While the company had completed a few smaller projects it was a “huge jump” to propel a 14,800 tonne vessel from a battery array. He describes seeing it silently sail away from the quay, completely under electric power for the first time as “a breakthrough moment”, adding: “Of course we knew it could do it, but it was still amazing to see it actually happen.”

He still thinks it is worthwhile sharing the magic. While playing host to a group of bright young battery experts he grabbed the chance to show them around Prinsesse Benedikte: “However smart you are, however much you understand the theory, when you look at the size of the batteries and see them moving a big, industrial piece of metal like that, it changes whatever it was you thought you knew.” A willingness “to go out and slay dragons” is the result.

Despite the highs, his personal trajectory has been less than smooth: Perry parted ways with Corvus “after friction at boardroom level” around development goals. In retrospect he says that despite all his knowledge, he had a lot to learn about a wise use of energy: his own.

“At Corvus, I was kind of stampeding over people, I got things done by pushing,” he admits.
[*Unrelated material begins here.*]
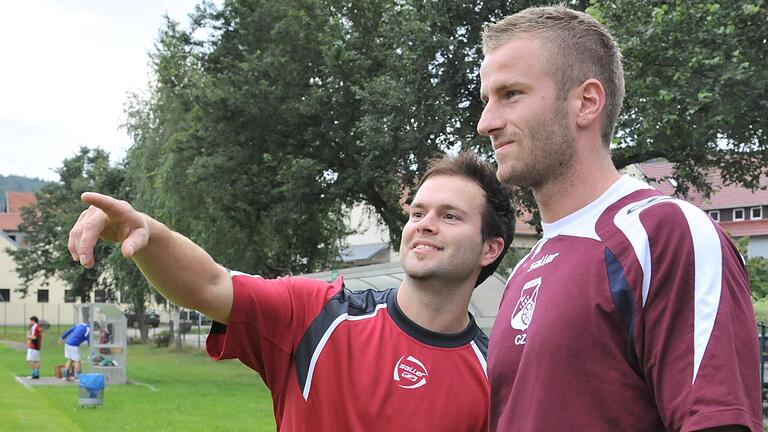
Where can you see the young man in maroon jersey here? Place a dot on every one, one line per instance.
(406, 359)
(34, 345)
(633, 312)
So, while he says it was excruciating, after two months he realised they had done him a favour. “Getting out meant I was given a fresh sheet of paper...  so right at the start I said, I am not going to be that guy anymore, we are all going to work at sharing responsibility”. Plan B Energy Storage, now known as PBES, “was so named because it was my own alternative, my ‘plan B’...”

Although it’s meant a change in attitude (still occasionally a "work in progress") he’s happy that he’s no longer a one-man squad; the team reflects a passion for the work and even that “evangelist” tendency.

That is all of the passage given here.